JSRは2010年3月8日,高輝度LED向け機能性材料シリーズを新たに設定した「LUMILON」(ルミロン)という商品名で統合し,これを機に3種類の機能材料シリーズを発売した。LEDは,低消費電力を特徴として各種照明器具やディスプレイ,車載用途などで採用が急拡大している。そのニーズに対応するために,高輝度LED向け材料を強化するもの。
今回,発売するのは,LEDの素子製造工程で使う無機系塗布型絶縁材料「同 SCシリーズ」,同材料で感光によるパターニングが可能な「同 DEシリーズ」,電極形成に使うリフトオフ用フォトレジスト「同 LPシリーズ」。
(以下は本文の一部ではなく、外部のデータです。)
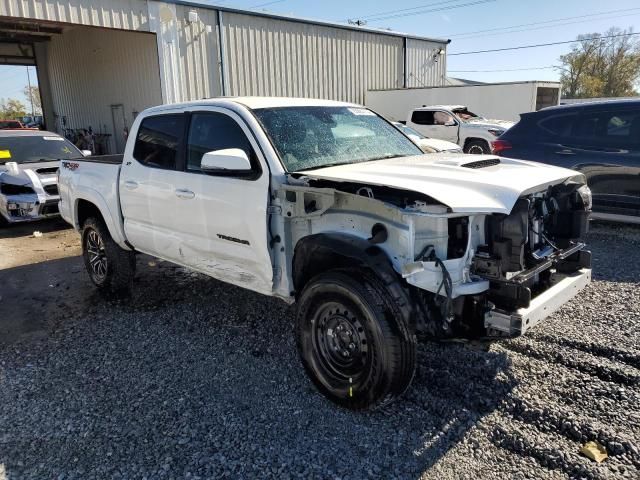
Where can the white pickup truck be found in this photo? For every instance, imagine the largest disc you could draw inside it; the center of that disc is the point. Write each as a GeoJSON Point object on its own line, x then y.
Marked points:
{"type": "Point", "coordinates": [455, 123]}
{"type": "Point", "coordinates": [328, 205]}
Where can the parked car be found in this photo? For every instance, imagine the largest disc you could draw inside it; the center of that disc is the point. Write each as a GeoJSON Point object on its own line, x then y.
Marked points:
{"type": "Point", "coordinates": [455, 123]}
{"type": "Point", "coordinates": [11, 124]}
{"type": "Point", "coordinates": [29, 161]}
{"type": "Point", "coordinates": [328, 205]}
{"type": "Point", "coordinates": [426, 144]}
{"type": "Point", "coordinates": [599, 139]}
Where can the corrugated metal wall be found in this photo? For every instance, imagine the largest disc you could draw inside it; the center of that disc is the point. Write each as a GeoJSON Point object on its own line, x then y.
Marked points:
{"type": "Point", "coordinates": [91, 69]}
{"type": "Point", "coordinates": [123, 14]}
{"type": "Point", "coordinates": [265, 56]}
{"type": "Point", "coordinates": [425, 67]}
{"type": "Point", "coordinates": [189, 63]}
{"type": "Point", "coordinates": [199, 53]}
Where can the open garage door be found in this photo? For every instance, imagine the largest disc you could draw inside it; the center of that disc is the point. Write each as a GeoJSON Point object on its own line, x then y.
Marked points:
{"type": "Point", "coordinates": [90, 78]}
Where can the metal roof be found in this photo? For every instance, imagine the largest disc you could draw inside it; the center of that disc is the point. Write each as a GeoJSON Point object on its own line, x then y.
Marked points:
{"type": "Point", "coordinates": [326, 23]}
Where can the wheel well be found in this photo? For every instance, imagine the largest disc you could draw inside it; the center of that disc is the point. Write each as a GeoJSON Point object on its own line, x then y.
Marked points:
{"type": "Point", "coordinates": [322, 252]}
{"type": "Point", "coordinates": [87, 210]}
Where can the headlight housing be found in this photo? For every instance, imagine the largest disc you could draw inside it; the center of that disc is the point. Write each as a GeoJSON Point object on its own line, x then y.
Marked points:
{"type": "Point", "coordinates": [10, 189]}
{"type": "Point", "coordinates": [584, 192]}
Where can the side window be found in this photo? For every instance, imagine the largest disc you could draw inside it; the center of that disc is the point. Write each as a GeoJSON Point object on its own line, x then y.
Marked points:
{"type": "Point", "coordinates": [210, 131]}
{"type": "Point", "coordinates": [442, 118]}
{"type": "Point", "coordinates": [559, 125]}
{"type": "Point", "coordinates": [158, 141]}
{"type": "Point", "coordinates": [422, 117]}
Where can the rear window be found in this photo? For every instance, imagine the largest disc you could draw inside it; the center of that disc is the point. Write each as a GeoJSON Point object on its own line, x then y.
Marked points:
{"type": "Point", "coordinates": [158, 141]}
{"type": "Point", "coordinates": [422, 117]}
{"type": "Point", "coordinates": [609, 128]}
{"type": "Point", "coordinates": [36, 148]}
{"type": "Point", "coordinates": [559, 125]}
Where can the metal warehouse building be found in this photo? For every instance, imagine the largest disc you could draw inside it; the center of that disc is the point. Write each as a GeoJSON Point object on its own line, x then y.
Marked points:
{"type": "Point", "coordinates": [99, 63]}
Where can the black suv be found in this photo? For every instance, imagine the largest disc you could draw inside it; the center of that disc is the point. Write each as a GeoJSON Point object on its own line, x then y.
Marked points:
{"type": "Point", "coordinates": [599, 139]}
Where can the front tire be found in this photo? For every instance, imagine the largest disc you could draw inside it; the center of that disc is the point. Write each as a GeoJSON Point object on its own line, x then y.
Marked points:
{"type": "Point", "coordinates": [477, 147]}
{"type": "Point", "coordinates": [353, 339]}
{"type": "Point", "coordinates": [110, 267]}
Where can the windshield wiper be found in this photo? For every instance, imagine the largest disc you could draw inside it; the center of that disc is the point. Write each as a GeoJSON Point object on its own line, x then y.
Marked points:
{"type": "Point", "coordinates": [386, 157]}
{"type": "Point", "coordinates": [40, 160]}
{"type": "Point", "coordinates": [337, 164]}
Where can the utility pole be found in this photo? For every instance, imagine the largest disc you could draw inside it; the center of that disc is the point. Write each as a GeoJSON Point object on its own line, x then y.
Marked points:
{"type": "Point", "coordinates": [33, 112]}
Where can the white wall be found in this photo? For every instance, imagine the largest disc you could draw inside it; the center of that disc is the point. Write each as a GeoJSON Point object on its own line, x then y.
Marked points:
{"type": "Point", "coordinates": [498, 101]}
{"type": "Point", "coordinates": [91, 69]}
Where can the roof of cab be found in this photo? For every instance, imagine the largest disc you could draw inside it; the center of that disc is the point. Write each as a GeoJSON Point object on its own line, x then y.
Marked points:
{"type": "Point", "coordinates": [26, 132]}
{"type": "Point", "coordinates": [442, 107]}
{"type": "Point", "coordinates": [255, 103]}
{"type": "Point", "coordinates": [627, 102]}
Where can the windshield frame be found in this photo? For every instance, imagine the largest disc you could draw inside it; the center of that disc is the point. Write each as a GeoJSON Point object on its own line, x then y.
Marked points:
{"type": "Point", "coordinates": [274, 144]}
{"type": "Point", "coordinates": [74, 153]}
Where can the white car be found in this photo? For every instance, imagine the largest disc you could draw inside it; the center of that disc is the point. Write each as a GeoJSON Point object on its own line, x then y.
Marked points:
{"type": "Point", "coordinates": [328, 205]}
{"type": "Point", "coordinates": [455, 123]}
{"type": "Point", "coordinates": [426, 144]}
{"type": "Point", "coordinates": [29, 161]}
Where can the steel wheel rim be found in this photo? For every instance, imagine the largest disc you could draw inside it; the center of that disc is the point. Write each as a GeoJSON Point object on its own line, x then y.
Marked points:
{"type": "Point", "coordinates": [340, 343]}
{"type": "Point", "coordinates": [97, 255]}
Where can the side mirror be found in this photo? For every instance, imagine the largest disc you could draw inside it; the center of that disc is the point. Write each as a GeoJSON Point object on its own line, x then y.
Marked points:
{"type": "Point", "coordinates": [227, 159]}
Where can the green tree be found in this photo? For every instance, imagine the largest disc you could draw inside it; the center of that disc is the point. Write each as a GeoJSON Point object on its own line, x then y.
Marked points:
{"type": "Point", "coordinates": [32, 94]}
{"type": "Point", "coordinates": [601, 67]}
{"type": "Point", "coordinates": [12, 108]}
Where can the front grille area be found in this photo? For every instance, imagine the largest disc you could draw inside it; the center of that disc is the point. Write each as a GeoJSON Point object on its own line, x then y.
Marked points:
{"type": "Point", "coordinates": [51, 189]}
{"type": "Point", "coordinates": [482, 163]}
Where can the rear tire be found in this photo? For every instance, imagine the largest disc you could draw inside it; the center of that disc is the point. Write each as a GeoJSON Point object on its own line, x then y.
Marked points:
{"type": "Point", "coordinates": [110, 267]}
{"type": "Point", "coordinates": [477, 147]}
{"type": "Point", "coordinates": [353, 339]}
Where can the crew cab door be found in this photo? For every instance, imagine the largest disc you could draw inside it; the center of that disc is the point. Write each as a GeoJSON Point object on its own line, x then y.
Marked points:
{"type": "Point", "coordinates": [215, 223]}
{"type": "Point", "coordinates": [436, 124]}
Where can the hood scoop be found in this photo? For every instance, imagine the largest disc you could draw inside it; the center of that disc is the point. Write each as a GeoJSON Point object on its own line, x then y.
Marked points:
{"type": "Point", "coordinates": [47, 171]}
{"type": "Point", "coordinates": [489, 162]}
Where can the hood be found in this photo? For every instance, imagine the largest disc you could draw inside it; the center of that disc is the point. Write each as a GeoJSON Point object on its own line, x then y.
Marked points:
{"type": "Point", "coordinates": [487, 184]}
{"type": "Point", "coordinates": [43, 171]}
{"type": "Point", "coordinates": [438, 145]}
{"type": "Point", "coordinates": [489, 123]}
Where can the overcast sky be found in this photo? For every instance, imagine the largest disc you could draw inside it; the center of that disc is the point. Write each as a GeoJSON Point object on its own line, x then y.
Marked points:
{"type": "Point", "coordinates": [554, 21]}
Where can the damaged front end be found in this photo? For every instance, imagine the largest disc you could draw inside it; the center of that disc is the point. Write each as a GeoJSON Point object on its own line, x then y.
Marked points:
{"type": "Point", "coordinates": [28, 194]}
{"type": "Point", "coordinates": [517, 270]}
{"type": "Point", "coordinates": [468, 274]}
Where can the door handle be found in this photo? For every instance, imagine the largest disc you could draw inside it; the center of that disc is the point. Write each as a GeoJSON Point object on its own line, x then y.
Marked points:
{"type": "Point", "coordinates": [565, 151]}
{"type": "Point", "coordinates": [186, 194]}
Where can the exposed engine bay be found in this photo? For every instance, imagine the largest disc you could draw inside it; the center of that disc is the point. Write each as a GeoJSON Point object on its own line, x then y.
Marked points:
{"type": "Point", "coordinates": [469, 274]}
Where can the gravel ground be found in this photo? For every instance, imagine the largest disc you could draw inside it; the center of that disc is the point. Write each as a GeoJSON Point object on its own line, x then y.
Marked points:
{"type": "Point", "coordinates": [192, 378]}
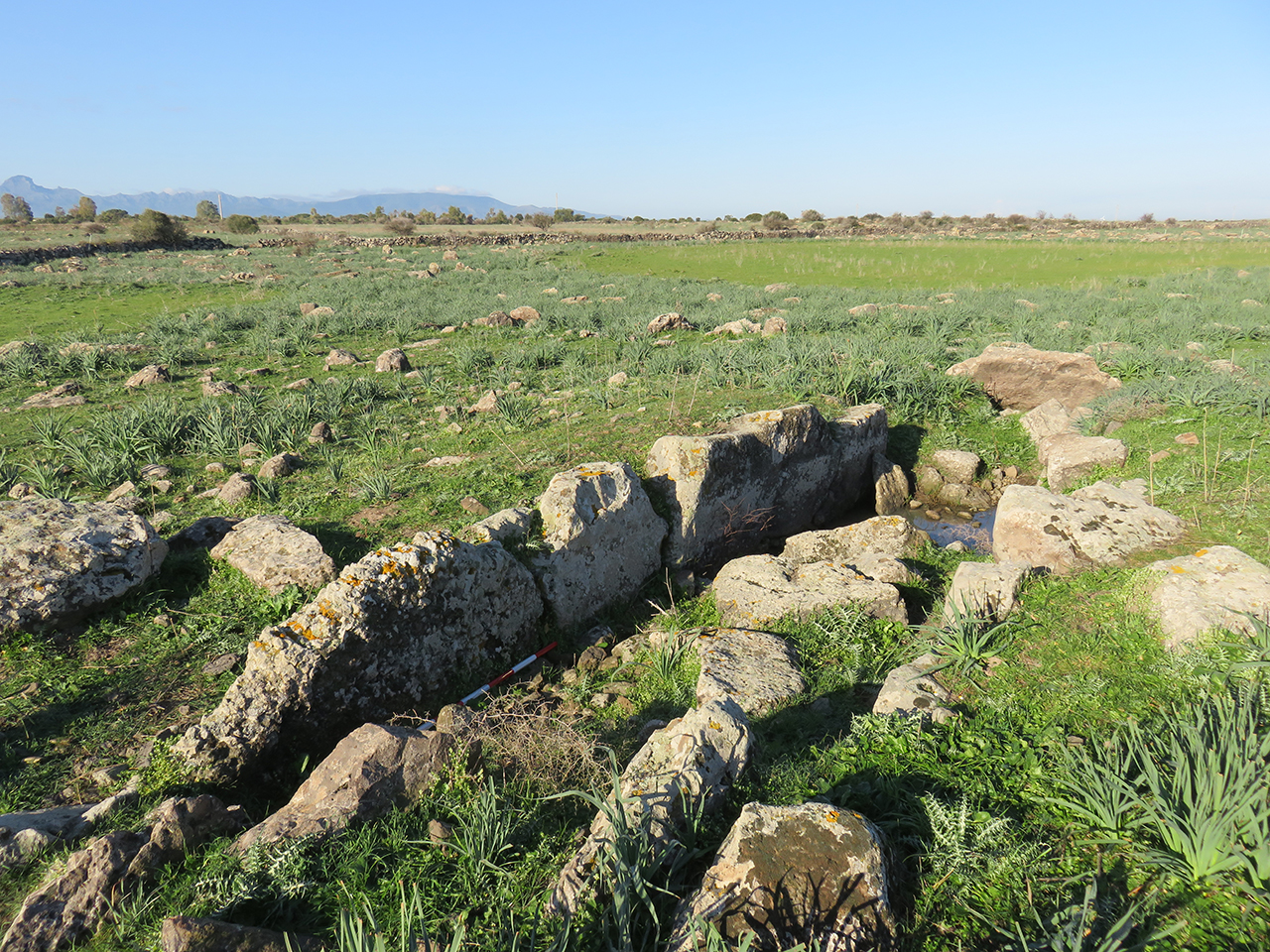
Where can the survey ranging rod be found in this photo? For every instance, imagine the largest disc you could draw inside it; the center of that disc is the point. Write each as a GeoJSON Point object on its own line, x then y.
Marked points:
{"type": "Point", "coordinates": [503, 676]}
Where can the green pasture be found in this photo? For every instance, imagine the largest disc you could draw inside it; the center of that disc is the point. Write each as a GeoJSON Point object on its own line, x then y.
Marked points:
{"type": "Point", "coordinates": [935, 264]}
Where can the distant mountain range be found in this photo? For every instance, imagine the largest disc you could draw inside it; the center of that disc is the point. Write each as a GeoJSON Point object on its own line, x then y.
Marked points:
{"type": "Point", "coordinates": [45, 200]}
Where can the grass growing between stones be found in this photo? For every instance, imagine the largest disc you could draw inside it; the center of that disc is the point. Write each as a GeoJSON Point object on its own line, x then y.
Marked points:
{"type": "Point", "coordinates": [978, 841]}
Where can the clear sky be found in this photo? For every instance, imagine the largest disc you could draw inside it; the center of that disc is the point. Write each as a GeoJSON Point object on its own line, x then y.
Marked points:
{"type": "Point", "coordinates": [688, 108]}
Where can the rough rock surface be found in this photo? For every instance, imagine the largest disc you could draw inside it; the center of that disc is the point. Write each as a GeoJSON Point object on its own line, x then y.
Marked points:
{"type": "Point", "coordinates": [1098, 525]}
{"type": "Point", "coordinates": [794, 875]}
{"type": "Point", "coordinates": [275, 553]}
{"type": "Point", "coordinates": [604, 538]}
{"type": "Point", "coordinates": [756, 590]}
{"type": "Point", "coordinates": [1197, 593]}
{"type": "Point", "coordinates": [766, 476]}
{"type": "Point", "coordinates": [393, 633]}
{"type": "Point", "coordinates": [109, 867]}
{"type": "Point", "coordinates": [693, 763]}
{"type": "Point", "coordinates": [1069, 456]}
{"type": "Point", "coordinates": [757, 669]}
{"type": "Point", "coordinates": [987, 590]}
{"type": "Point", "coordinates": [912, 689]}
{"type": "Point", "coordinates": [1019, 377]}
{"type": "Point", "coordinates": [60, 560]}
{"type": "Point", "coordinates": [890, 486]}
{"type": "Point", "coordinates": [368, 774]}
{"type": "Point", "coordinates": [183, 933]}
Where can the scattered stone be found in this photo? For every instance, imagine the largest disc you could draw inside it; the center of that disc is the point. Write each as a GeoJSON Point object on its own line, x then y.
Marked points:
{"type": "Point", "coordinates": [60, 560]}
{"type": "Point", "coordinates": [603, 536]}
{"type": "Point", "coordinates": [389, 635]}
{"type": "Point", "coordinates": [111, 867]}
{"type": "Point", "coordinates": [1020, 377]}
{"type": "Point", "coordinates": [987, 590]}
{"type": "Point", "coordinates": [1096, 526]}
{"type": "Point", "coordinates": [913, 690]}
{"type": "Point", "coordinates": [766, 476]}
{"type": "Point", "coordinates": [810, 874]}
{"type": "Point", "coordinates": [758, 670]}
{"type": "Point", "coordinates": [1194, 594]}
{"type": "Point", "coordinates": [393, 362]}
{"type": "Point", "coordinates": [665, 322]}
{"type": "Point", "coordinates": [273, 553]}
{"type": "Point", "coordinates": [148, 375]}
{"type": "Point", "coordinates": [278, 466]}
{"type": "Point", "coordinates": [690, 765]}
{"type": "Point", "coordinates": [183, 933]}
{"type": "Point", "coordinates": [371, 772]}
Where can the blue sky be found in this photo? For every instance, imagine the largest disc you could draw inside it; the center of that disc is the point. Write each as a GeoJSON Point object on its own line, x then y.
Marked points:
{"type": "Point", "coordinates": [1101, 109]}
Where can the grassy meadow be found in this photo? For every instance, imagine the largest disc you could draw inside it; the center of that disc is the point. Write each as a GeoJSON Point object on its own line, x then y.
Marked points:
{"type": "Point", "coordinates": [1016, 823]}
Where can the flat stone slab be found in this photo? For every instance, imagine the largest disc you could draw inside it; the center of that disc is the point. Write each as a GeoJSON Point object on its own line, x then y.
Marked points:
{"type": "Point", "coordinates": [756, 590]}
{"type": "Point", "coordinates": [760, 670]}
{"type": "Point", "coordinates": [1205, 590]}
{"type": "Point", "coordinates": [794, 874]}
{"type": "Point", "coordinates": [913, 690]}
{"type": "Point", "coordinates": [1096, 526]}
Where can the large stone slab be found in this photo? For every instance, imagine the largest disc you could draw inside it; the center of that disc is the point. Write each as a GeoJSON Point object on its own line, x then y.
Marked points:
{"type": "Point", "coordinates": [766, 476]}
{"type": "Point", "coordinates": [60, 560]}
{"type": "Point", "coordinates": [810, 874]}
{"type": "Point", "coordinates": [275, 553]}
{"type": "Point", "coordinates": [368, 774]}
{"type": "Point", "coordinates": [756, 590]}
{"type": "Point", "coordinates": [70, 906]}
{"type": "Point", "coordinates": [604, 538]}
{"type": "Point", "coordinates": [757, 669]}
{"type": "Point", "coordinates": [1019, 377]}
{"type": "Point", "coordinates": [398, 630]}
{"type": "Point", "coordinates": [1206, 590]}
{"type": "Point", "coordinates": [1098, 525]}
{"type": "Point", "coordinates": [690, 765]}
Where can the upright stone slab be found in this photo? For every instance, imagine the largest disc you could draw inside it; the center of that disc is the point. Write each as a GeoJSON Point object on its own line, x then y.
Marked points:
{"type": "Point", "coordinates": [606, 539]}
{"type": "Point", "coordinates": [395, 631]}
{"type": "Point", "coordinates": [766, 476]}
{"type": "Point", "coordinates": [60, 560]}
{"type": "Point", "coordinates": [811, 874]}
{"type": "Point", "coordinates": [690, 765]}
{"type": "Point", "coordinates": [1098, 525]}
{"type": "Point", "coordinates": [1206, 590]}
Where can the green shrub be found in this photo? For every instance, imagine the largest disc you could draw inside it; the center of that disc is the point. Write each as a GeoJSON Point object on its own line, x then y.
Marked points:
{"type": "Point", "coordinates": [241, 225]}
{"type": "Point", "coordinates": [157, 226]}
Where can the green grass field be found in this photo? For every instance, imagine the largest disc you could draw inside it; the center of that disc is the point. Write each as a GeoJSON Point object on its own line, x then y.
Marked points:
{"type": "Point", "coordinates": [937, 264]}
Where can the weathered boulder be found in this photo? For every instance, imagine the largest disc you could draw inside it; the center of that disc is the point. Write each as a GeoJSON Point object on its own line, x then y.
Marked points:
{"type": "Point", "coordinates": [368, 774]}
{"type": "Point", "coordinates": [668, 321]}
{"type": "Point", "coordinates": [956, 465]}
{"type": "Point", "coordinates": [690, 765]}
{"type": "Point", "coordinates": [1098, 525]}
{"type": "Point", "coordinates": [148, 375]}
{"type": "Point", "coordinates": [275, 553]}
{"type": "Point", "coordinates": [395, 631]}
{"type": "Point", "coordinates": [108, 869]}
{"type": "Point", "coordinates": [811, 874]}
{"type": "Point", "coordinates": [1019, 377]}
{"type": "Point", "coordinates": [890, 486]}
{"type": "Point", "coordinates": [757, 669]}
{"type": "Point", "coordinates": [60, 560]}
{"type": "Point", "coordinates": [1069, 456]}
{"type": "Point", "coordinates": [756, 590]}
{"type": "Point", "coordinates": [185, 933]}
{"type": "Point", "coordinates": [987, 590]}
{"type": "Point", "coordinates": [604, 538]}
{"type": "Point", "coordinates": [913, 690]}
{"type": "Point", "coordinates": [1197, 593]}
{"type": "Point", "coordinates": [766, 476]}
{"type": "Point", "coordinates": [393, 361]}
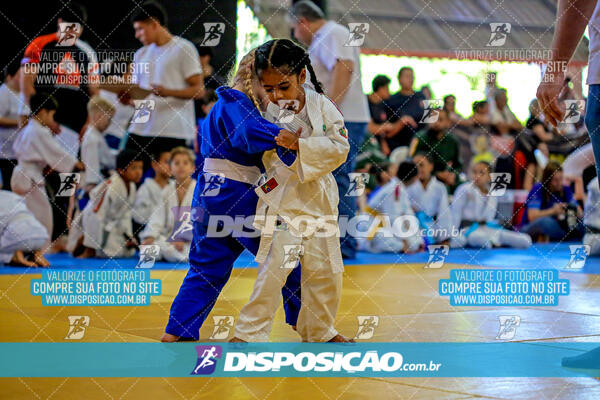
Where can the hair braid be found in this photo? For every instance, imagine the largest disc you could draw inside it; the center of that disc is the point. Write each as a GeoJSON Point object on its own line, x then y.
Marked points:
{"type": "Point", "coordinates": [313, 76]}
{"type": "Point", "coordinates": [248, 87]}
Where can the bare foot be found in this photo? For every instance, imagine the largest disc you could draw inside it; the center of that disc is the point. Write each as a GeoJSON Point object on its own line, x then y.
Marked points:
{"type": "Point", "coordinates": [168, 338]}
{"type": "Point", "coordinates": [340, 339]}
{"type": "Point", "coordinates": [40, 260]}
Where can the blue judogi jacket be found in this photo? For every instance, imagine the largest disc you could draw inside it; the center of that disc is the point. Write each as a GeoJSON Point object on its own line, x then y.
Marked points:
{"type": "Point", "coordinates": [234, 130]}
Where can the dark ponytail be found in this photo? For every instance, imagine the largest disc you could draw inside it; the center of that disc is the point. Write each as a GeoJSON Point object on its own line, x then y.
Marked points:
{"type": "Point", "coordinates": [284, 54]}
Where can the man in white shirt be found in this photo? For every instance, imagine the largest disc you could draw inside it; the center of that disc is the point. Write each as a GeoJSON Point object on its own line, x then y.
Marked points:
{"type": "Point", "coordinates": [169, 66]}
{"type": "Point", "coordinates": [502, 117]}
{"type": "Point", "coordinates": [337, 66]}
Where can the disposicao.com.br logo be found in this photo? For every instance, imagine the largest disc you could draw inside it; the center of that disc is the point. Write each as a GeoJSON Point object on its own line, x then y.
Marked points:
{"type": "Point", "coordinates": [308, 362]}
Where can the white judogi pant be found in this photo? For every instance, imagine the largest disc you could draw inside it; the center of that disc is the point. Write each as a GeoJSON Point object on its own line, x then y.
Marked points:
{"type": "Point", "coordinates": [321, 290]}
{"type": "Point", "coordinates": [486, 237]}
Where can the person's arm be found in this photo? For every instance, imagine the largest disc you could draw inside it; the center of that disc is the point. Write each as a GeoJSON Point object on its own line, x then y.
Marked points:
{"type": "Point", "coordinates": [247, 130]}
{"type": "Point", "coordinates": [320, 155]}
{"type": "Point", "coordinates": [194, 90]}
{"type": "Point", "coordinates": [572, 18]}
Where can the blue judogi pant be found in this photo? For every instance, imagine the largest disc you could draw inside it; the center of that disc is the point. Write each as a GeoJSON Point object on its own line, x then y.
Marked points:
{"type": "Point", "coordinates": [212, 258]}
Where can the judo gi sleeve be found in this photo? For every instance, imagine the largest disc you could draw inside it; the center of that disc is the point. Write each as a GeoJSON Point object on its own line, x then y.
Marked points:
{"type": "Point", "coordinates": [248, 131]}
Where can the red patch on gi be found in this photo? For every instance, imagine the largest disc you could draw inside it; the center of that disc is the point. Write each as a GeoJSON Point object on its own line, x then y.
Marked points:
{"type": "Point", "coordinates": [269, 185]}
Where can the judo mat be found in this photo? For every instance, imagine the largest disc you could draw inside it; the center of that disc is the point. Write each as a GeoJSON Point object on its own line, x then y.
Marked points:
{"type": "Point", "coordinates": [397, 288]}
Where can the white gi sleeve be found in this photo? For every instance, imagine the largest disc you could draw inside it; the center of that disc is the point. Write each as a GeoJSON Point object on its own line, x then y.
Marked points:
{"type": "Point", "coordinates": [157, 222]}
{"type": "Point", "coordinates": [320, 155]}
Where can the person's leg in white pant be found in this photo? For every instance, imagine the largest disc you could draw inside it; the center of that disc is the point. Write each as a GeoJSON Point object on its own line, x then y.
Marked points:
{"type": "Point", "coordinates": [256, 318]}
{"type": "Point", "coordinates": [321, 293]}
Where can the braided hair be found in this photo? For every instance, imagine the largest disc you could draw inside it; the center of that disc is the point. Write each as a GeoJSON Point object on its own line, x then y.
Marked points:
{"type": "Point", "coordinates": [284, 54]}
{"type": "Point", "coordinates": [244, 76]}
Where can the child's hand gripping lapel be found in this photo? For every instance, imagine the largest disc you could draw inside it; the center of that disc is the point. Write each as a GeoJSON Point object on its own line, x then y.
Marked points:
{"type": "Point", "coordinates": [288, 139]}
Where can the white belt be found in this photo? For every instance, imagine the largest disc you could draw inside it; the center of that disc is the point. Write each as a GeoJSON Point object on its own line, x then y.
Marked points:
{"type": "Point", "coordinates": [232, 170]}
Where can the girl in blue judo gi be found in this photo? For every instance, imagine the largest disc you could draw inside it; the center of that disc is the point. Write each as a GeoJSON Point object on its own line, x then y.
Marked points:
{"type": "Point", "coordinates": [234, 138]}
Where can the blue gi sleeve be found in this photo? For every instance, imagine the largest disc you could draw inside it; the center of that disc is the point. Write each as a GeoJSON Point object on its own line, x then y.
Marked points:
{"type": "Point", "coordinates": [247, 130]}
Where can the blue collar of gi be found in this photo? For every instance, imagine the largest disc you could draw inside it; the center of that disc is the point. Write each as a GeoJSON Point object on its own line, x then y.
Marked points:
{"type": "Point", "coordinates": [231, 95]}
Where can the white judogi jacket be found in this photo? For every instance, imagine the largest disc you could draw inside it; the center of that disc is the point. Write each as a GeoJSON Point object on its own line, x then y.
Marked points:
{"type": "Point", "coordinates": [392, 201]}
{"type": "Point", "coordinates": [96, 155]}
{"type": "Point", "coordinates": [37, 147]}
{"type": "Point", "coordinates": [433, 201]}
{"type": "Point", "coordinates": [106, 219]}
{"type": "Point", "coordinates": [162, 220]}
{"type": "Point", "coordinates": [469, 204]}
{"type": "Point", "coordinates": [307, 187]}
{"type": "Point", "coordinates": [147, 199]}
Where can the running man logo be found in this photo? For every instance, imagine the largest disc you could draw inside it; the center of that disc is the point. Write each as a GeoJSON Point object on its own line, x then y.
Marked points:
{"type": "Point", "coordinates": [366, 326]}
{"type": "Point", "coordinates": [68, 32]}
{"type": "Point", "coordinates": [579, 253]}
{"type": "Point", "coordinates": [357, 35]}
{"type": "Point", "coordinates": [143, 110]}
{"type": "Point", "coordinates": [499, 183]}
{"type": "Point", "coordinates": [223, 325]}
{"type": "Point", "coordinates": [207, 359]}
{"type": "Point", "coordinates": [77, 325]}
{"type": "Point", "coordinates": [358, 184]}
{"type": "Point", "coordinates": [212, 184]}
{"type": "Point", "coordinates": [183, 227]}
{"type": "Point", "coordinates": [508, 326]}
{"type": "Point", "coordinates": [431, 111]}
{"type": "Point", "coordinates": [500, 31]}
{"type": "Point", "coordinates": [213, 31]}
{"type": "Point", "coordinates": [68, 184]}
{"type": "Point", "coordinates": [573, 110]}
{"type": "Point", "coordinates": [437, 255]}
{"type": "Point", "coordinates": [292, 254]}
{"type": "Point", "coordinates": [148, 255]}
{"type": "Point", "coordinates": [287, 110]}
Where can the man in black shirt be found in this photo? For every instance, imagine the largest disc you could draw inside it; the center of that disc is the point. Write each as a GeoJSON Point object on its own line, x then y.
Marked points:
{"type": "Point", "coordinates": [407, 110]}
同SCシリーズと同DEシリーズはポリマ技術をベースにした無機系塗布型絶縁材料。透明で耐光/耐熱性を備えることが特徴で,LEDの素子加工工程で使う。耐熱耐薬品性を高めた同SCシリーズは,エッチングやダイシング用塗布型ハードマスクに向く。現状で使われているCVD(化学的気相成長法)よりも均一な膜を形成できるので,製造工程の短縮と生産性の向上に貢献できるという。一方,同DEシリーズは感光性があるのでLED基板でパターニング性を持ち,エッチング加工を省略できるとする。両シリーズとも絶縁性に優れるので,LED素子の性能向上も期待できる。
同 LPシリーズは,半導体製造用フォトレジストの技術を応用したネガ型リフトオフプロセス用フォトレジスト材料。各種LED基板材料に対して高い密着性を持ちながら,一般的なはく離液が使える。逆テーパー形状(逆円錐状)も容易に形成できるという。また,電極蒸着時の100℃前後の温度にも耐えられ,従来材料では難しかった形状保持が容易になる。
このほか,既に発売している有機/無機ハイブリッドの封止材を「同 ENシリーズ」,高屈折コート材料を「同 HRシリーズ」とし,LUMILONとして販売する。